I am proposing a set re-drawings (of archival drawings) and accompanying text that engages with the deep and submerged hauntings and histories of slavery in southern Africa, as read through architectural sites.

Slavery in the Cape Colony was officially the central form of social, cultural and economic organization from 1658 – 1834, and vital to the production of many of the key architectural sites from this period. In 1834, slavery was replaced by a system of indentured labour, a continuation of the slave system in all but name. I argue that while slavery and associated forms of racialized forced labour are largely represented as mild in early architectural histories of southern Africa, if present at all – there are moments when tracings, slippages and holes in the historical narratives point to stores of revolt, violence, and precarious yet peripheral care. The manor house of Waterhof, for instance, is described by architectural historian Dorothea Fairbridge (1922) as follows: “Waterhof is a place wherein to see visions and dream dreams. Legend says that you may hear the pattering footsteps of the mutinous slaves wherever you care to listen for them.” I am intrigued by these “footsteps”, and those who “care to listen for them”; and beyond the specific histories of this particular house, how similar stories emerge of various similar spaces, and the wider geographies where slaves were captured from (south east Asia, south Asia, east Africa).

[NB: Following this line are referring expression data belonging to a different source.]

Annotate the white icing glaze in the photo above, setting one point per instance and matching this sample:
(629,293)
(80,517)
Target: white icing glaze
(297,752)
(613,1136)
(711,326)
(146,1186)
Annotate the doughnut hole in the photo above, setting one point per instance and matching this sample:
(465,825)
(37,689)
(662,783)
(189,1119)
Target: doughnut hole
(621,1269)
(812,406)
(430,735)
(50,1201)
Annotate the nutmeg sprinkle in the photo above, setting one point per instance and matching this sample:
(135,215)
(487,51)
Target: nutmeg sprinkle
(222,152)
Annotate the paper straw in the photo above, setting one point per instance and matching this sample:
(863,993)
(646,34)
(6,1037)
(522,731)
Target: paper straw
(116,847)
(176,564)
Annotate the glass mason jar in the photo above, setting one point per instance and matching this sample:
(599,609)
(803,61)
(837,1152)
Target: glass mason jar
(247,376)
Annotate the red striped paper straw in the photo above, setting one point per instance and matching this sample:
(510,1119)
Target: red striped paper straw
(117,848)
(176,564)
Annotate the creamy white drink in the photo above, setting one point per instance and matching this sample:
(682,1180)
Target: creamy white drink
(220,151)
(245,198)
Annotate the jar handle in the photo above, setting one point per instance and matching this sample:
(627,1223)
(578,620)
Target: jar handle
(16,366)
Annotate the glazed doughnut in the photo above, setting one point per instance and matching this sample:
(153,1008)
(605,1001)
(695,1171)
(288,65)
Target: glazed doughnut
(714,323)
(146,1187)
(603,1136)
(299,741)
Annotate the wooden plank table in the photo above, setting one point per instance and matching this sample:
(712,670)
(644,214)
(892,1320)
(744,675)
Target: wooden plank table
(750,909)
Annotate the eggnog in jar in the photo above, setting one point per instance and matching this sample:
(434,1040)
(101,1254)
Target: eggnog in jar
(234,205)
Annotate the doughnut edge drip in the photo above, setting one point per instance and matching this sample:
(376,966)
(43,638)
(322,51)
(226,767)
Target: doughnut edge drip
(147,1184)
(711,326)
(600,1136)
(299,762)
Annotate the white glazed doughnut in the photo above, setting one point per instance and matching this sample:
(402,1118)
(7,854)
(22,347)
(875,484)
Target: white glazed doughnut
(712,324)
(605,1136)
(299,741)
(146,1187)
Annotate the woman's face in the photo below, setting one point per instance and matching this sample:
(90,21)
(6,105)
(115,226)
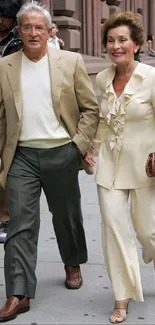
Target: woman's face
(120,46)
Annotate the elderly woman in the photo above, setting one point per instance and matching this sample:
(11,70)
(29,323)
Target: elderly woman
(127,135)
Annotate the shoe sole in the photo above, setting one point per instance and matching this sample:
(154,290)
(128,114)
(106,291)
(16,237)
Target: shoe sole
(6,319)
(73,288)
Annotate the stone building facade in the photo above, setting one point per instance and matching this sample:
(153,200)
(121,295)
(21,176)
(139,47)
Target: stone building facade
(80,21)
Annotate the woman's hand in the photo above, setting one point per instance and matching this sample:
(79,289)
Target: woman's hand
(89,158)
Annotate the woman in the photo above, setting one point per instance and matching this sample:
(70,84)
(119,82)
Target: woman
(149,48)
(126,133)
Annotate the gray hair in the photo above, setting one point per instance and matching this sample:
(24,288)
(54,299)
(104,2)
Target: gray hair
(34,6)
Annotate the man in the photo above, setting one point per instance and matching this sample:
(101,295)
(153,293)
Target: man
(48,118)
(54,41)
(10,42)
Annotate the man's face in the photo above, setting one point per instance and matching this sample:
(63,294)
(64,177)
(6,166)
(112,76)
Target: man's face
(7,24)
(34,32)
(54,30)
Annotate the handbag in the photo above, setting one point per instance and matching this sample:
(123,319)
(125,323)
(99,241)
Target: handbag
(150,165)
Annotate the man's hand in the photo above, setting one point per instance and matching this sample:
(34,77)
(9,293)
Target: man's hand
(89,158)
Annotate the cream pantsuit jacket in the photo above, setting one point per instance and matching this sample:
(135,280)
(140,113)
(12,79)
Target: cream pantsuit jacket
(73,98)
(126,132)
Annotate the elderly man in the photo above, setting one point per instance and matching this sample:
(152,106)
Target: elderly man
(10,42)
(48,118)
(54,41)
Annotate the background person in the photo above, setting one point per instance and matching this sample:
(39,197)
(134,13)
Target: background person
(50,124)
(10,42)
(149,44)
(126,133)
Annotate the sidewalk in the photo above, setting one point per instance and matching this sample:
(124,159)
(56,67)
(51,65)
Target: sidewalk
(92,304)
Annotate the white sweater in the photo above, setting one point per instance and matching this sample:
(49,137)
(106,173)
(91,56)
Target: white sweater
(40,127)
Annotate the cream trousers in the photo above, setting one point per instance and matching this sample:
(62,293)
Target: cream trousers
(119,247)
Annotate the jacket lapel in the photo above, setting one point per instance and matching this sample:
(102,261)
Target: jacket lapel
(14,76)
(56,76)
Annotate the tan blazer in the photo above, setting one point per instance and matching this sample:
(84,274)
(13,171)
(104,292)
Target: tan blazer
(73,97)
(126,133)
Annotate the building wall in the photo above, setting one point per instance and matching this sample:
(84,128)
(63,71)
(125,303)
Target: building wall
(80,21)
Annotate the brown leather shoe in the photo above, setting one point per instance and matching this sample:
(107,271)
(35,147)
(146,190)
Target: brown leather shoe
(73,277)
(13,307)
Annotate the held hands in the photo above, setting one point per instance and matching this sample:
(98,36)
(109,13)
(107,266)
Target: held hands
(89,158)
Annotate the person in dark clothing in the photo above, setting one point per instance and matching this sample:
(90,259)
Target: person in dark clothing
(10,42)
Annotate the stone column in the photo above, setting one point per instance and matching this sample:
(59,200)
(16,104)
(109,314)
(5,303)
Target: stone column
(69,27)
(152,19)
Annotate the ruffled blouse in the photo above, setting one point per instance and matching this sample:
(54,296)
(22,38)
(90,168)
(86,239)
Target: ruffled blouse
(115,118)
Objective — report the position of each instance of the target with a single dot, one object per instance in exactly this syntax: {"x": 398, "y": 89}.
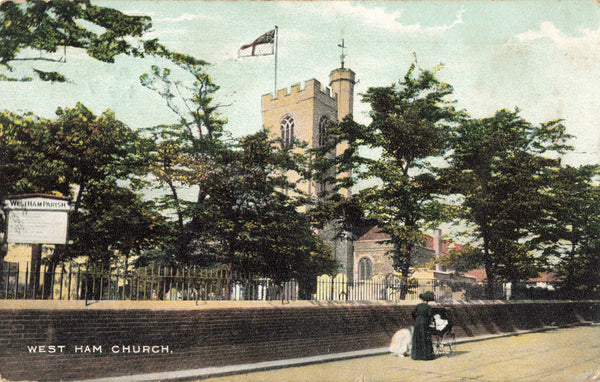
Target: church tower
{"x": 303, "y": 112}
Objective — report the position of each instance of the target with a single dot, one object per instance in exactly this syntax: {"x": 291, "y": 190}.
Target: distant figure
{"x": 422, "y": 347}
{"x": 401, "y": 342}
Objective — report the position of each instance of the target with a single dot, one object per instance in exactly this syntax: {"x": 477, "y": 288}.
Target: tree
{"x": 182, "y": 152}
{"x": 570, "y": 228}
{"x": 410, "y": 124}
{"x": 497, "y": 166}
{"x": 250, "y": 219}
{"x": 70, "y": 155}
{"x": 50, "y": 28}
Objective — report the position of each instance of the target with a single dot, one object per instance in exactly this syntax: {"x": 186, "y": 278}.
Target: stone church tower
{"x": 303, "y": 113}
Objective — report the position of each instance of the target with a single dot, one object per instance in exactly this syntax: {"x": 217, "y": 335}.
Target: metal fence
{"x": 76, "y": 282}
{"x": 380, "y": 288}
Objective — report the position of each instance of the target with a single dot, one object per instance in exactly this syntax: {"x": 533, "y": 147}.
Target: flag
{"x": 262, "y": 46}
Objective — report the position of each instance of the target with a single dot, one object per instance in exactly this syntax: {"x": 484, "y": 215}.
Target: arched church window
{"x": 323, "y": 136}
{"x": 365, "y": 269}
{"x": 287, "y": 130}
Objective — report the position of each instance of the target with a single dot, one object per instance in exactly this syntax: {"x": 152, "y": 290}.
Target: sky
{"x": 542, "y": 57}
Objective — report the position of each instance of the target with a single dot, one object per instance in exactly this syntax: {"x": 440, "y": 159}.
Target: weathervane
{"x": 343, "y": 55}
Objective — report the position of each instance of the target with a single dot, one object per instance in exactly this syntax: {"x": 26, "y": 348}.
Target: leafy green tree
{"x": 410, "y": 125}
{"x": 570, "y": 228}
{"x": 250, "y": 219}
{"x": 69, "y": 155}
{"x": 50, "y": 27}
{"x": 497, "y": 165}
{"x": 181, "y": 153}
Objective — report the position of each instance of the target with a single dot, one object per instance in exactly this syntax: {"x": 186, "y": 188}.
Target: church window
{"x": 365, "y": 269}
{"x": 287, "y": 130}
{"x": 323, "y": 137}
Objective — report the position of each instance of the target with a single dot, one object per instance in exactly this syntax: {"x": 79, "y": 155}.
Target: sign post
{"x": 36, "y": 219}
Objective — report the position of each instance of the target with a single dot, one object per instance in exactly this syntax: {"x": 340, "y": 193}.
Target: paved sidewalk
{"x": 561, "y": 355}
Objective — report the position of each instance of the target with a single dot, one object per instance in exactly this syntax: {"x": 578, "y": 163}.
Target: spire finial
{"x": 343, "y": 55}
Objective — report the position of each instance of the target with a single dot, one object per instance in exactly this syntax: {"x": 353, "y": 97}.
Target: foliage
{"x": 409, "y": 126}
{"x": 248, "y": 216}
{"x": 79, "y": 155}
{"x": 569, "y": 229}
{"x": 500, "y": 162}
{"x": 115, "y": 222}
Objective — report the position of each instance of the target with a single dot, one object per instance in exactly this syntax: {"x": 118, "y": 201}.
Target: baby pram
{"x": 441, "y": 331}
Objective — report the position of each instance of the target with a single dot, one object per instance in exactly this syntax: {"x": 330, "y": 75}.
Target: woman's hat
{"x": 427, "y": 296}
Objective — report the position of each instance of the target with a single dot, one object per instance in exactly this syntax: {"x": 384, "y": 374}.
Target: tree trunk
{"x": 489, "y": 271}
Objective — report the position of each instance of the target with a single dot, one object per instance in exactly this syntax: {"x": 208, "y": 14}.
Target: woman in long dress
{"x": 422, "y": 347}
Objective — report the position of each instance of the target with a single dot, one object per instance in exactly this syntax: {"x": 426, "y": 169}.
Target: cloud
{"x": 180, "y": 18}
{"x": 376, "y": 17}
{"x": 587, "y": 44}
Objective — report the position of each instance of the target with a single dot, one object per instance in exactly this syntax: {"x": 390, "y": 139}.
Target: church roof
{"x": 377, "y": 234}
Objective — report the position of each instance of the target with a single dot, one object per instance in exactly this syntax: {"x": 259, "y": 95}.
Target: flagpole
{"x": 275, "y": 82}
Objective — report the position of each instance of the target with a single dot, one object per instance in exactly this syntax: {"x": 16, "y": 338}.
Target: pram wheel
{"x": 443, "y": 339}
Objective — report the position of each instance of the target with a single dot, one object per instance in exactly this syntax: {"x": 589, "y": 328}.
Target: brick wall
{"x": 228, "y": 334}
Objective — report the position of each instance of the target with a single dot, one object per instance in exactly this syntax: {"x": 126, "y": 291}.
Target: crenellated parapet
{"x": 312, "y": 88}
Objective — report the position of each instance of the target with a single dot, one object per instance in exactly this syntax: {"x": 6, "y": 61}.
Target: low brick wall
{"x": 125, "y": 338}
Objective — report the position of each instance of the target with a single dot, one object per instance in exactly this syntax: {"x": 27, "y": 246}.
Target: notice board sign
{"x": 37, "y": 219}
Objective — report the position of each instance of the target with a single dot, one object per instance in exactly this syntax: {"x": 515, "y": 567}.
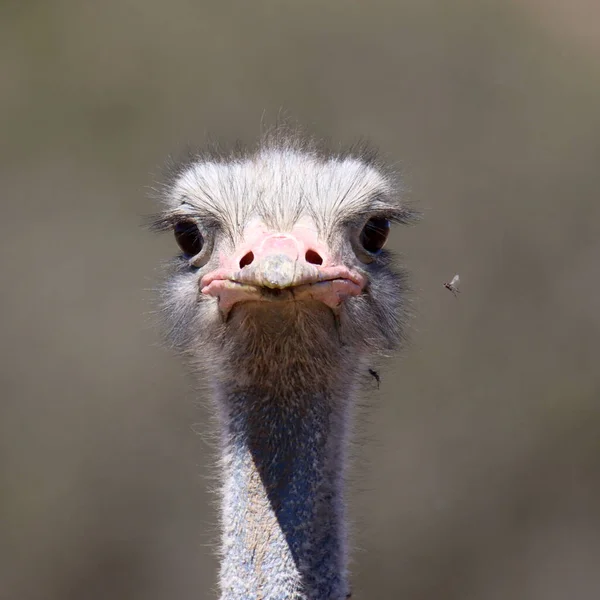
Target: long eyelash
{"x": 167, "y": 221}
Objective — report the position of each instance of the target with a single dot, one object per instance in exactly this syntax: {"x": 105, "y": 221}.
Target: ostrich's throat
{"x": 282, "y": 504}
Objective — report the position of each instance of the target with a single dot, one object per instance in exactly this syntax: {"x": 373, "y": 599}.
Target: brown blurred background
{"x": 478, "y": 465}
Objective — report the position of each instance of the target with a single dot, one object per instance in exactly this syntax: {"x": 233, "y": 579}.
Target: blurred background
{"x": 477, "y": 469}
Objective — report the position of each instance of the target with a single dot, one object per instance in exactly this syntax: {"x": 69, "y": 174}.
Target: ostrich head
{"x": 281, "y": 298}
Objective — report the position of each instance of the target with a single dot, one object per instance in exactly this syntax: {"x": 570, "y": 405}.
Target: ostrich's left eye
{"x": 374, "y": 235}
{"x": 188, "y": 237}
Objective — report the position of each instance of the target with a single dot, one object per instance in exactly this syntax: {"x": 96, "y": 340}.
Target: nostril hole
{"x": 246, "y": 260}
{"x": 313, "y": 258}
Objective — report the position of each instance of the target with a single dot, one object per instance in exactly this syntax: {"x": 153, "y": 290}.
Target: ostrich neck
{"x": 282, "y": 511}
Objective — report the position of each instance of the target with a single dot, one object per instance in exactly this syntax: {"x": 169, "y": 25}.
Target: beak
{"x": 276, "y": 267}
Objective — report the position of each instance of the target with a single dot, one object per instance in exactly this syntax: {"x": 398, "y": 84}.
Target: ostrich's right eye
{"x": 374, "y": 235}
{"x": 188, "y": 237}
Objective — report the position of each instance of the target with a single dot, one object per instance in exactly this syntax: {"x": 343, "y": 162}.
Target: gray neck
{"x": 282, "y": 511}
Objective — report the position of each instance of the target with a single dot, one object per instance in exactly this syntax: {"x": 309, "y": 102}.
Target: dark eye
{"x": 374, "y": 235}
{"x": 188, "y": 237}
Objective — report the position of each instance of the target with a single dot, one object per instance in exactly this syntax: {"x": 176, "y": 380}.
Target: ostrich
{"x": 281, "y": 299}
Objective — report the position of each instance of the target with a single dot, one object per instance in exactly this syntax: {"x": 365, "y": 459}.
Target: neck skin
{"x": 282, "y": 506}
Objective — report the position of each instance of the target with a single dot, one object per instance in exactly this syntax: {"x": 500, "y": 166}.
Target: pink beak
{"x": 295, "y": 263}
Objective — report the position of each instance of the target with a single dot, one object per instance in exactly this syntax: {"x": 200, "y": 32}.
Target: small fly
{"x": 453, "y": 285}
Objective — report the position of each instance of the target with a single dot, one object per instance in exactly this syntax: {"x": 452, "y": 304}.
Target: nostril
{"x": 313, "y": 258}
{"x": 246, "y": 260}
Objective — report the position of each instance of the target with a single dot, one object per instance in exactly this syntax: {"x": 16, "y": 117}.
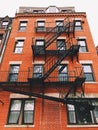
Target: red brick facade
{"x": 48, "y": 114}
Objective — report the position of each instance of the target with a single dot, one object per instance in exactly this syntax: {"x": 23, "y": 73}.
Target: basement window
{"x": 82, "y": 112}
{"x": 21, "y": 111}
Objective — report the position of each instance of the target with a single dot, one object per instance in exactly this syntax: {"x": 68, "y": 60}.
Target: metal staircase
{"x": 67, "y": 28}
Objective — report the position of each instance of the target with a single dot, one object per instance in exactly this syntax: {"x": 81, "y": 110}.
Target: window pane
{"x": 61, "y": 44}
{"x": 13, "y": 77}
{"x": 38, "y": 69}
{"x": 19, "y": 43}
{"x": 59, "y": 23}
{"x": 18, "y": 50}
{"x": 72, "y": 118}
{"x": 87, "y": 68}
{"x": 16, "y": 105}
{"x": 14, "y": 68}
{"x": 78, "y": 23}
{"x": 29, "y": 105}
{"x": 28, "y": 117}
{"x": 13, "y": 117}
{"x": 40, "y": 23}
{"x": 89, "y": 77}
{"x": 71, "y": 107}
{"x": 40, "y": 42}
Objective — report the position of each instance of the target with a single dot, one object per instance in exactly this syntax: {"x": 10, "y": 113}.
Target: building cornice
{"x": 75, "y": 14}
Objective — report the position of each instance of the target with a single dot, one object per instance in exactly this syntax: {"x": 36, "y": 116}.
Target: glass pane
{"x": 87, "y": 68}
{"x": 29, "y": 105}
{"x": 41, "y": 23}
{"x": 72, "y": 118}
{"x": 5, "y": 23}
{"x": 23, "y": 24}
{"x": 13, "y": 117}
{"x": 13, "y": 77}
{"x": 14, "y": 69}
{"x": 81, "y": 43}
{"x": 19, "y": 43}
{"x": 16, "y": 105}
{"x": 89, "y": 77}
{"x": 63, "y": 77}
{"x": 59, "y": 23}
{"x": 18, "y": 50}
{"x": 41, "y": 42}
{"x": 28, "y": 117}
{"x": 38, "y": 69}
{"x": 83, "y": 115}
{"x": 78, "y": 23}
{"x": 61, "y": 45}
{"x": 71, "y": 107}
{"x": 82, "y": 49}
{"x": 62, "y": 69}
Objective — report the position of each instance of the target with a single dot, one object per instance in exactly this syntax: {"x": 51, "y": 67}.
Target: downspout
{"x": 5, "y": 44}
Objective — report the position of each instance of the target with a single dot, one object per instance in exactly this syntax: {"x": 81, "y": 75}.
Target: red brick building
{"x": 5, "y": 28}
{"x": 49, "y": 72}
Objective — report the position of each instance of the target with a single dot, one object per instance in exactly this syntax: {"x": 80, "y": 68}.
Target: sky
{"x": 10, "y": 7}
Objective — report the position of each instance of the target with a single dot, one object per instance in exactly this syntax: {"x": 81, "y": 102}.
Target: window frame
{"x": 63, "y": 74}
{"x": 22, "y": 28}
{"x": 13, "y": 72}
{"x": 78, "y": 25}
{"x": 19, "y": 48}
{"x": 40, "y": 27}
{"x": 59, "y": 26}
{"x": 37, "y": 74}
{"x": 63, "y": 42}
{"x": 83, "y": 48}
{"x": 89, "y": 73}
{"x": 88, "y": 108}
{"x": 20, "y": 120}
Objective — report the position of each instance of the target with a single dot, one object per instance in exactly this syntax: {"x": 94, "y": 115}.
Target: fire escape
{"x": 36, "y": 86}
{"x": 74, "y": 79}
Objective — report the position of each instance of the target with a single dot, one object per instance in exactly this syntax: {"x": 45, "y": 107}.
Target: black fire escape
{"x": 36, "y": 86}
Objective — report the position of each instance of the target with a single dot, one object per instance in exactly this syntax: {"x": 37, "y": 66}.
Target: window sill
{"x": 92, "y": 82}
{"x": 19, "y": 126}
{"x": 82, "y": 126}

Huda Tayob is a lecturer at the University of Cape Town. She is an architect and architectural historian. Her research focuses on migrant, minor and subaltern architectures, southern epistemologies and archival silences. She received an RIBA President Award for Research Commendation for her PhD, was the 2019 recipient of the SAH Scott Opler award for Emerging Scholars and is currently a Canadian Centre for Architecture Mellon Fellow on the project Centring Africa. She is co-curator of the open access curriculum racespacearchitecture.org and the digital podcast series and exhibition Archive of Forgetfulness (Archiveofforgetfulness.com).